Due to the unpredictability and variable nature of the disease, there is paucity of data on optimal timing to list sarcoidosis patients for a lung transplant. The international society for heart and lung transplant consensus guidelines recommends referral for transplant evaluation in patients with New York heart association class 3 and 4 symptoms. Additionally, hypoxemia at rest, pulmonary hypertension, and right atrial pressures >15mmHg are indications for listing for transplant (122).

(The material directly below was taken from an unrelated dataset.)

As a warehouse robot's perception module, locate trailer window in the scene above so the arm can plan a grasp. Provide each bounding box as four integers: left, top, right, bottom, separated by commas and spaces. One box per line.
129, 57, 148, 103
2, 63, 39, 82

Among the commonly encountered presentations in sarcoidosis with fibrosis, bronchiectasis is an indication for a bilateral transplant to prevent infection from colonized native lungs (123). The presence of mycetoma is a relative contraindication due to the risk of seeding in the thoracic cavity and complicated explant in the presence of a thickened pleura increasing the risk of graft dysfunction (124). The post-transplant survival rates are similar to those seen in unclassified lung transplants (125).
Conclusion
The presence of pulmonary fibrosis in sarcoidosis significantly increases morbidity and mortality in these patients with high risk of progression to complications including pulmonary hypertension. The treatment of pulmonary fibrosis in sarcoidosis is an area of evolving research. Antifibrotics with known efficacy for fibrotic ILDs is the mainstay of treatment. Any active inflammatory component can be treated in a stepwise approach with steroids, steroid-sparing agents or biologics. Frequent clinical surveillance and follow up is crucial to early diagnosis of complications including PH and CPA and timely initiation of treatment.
Conflict of Interest:
Each author declares that he or she has no commercial associations that might pose a conflict of interest in connection with the submitted article.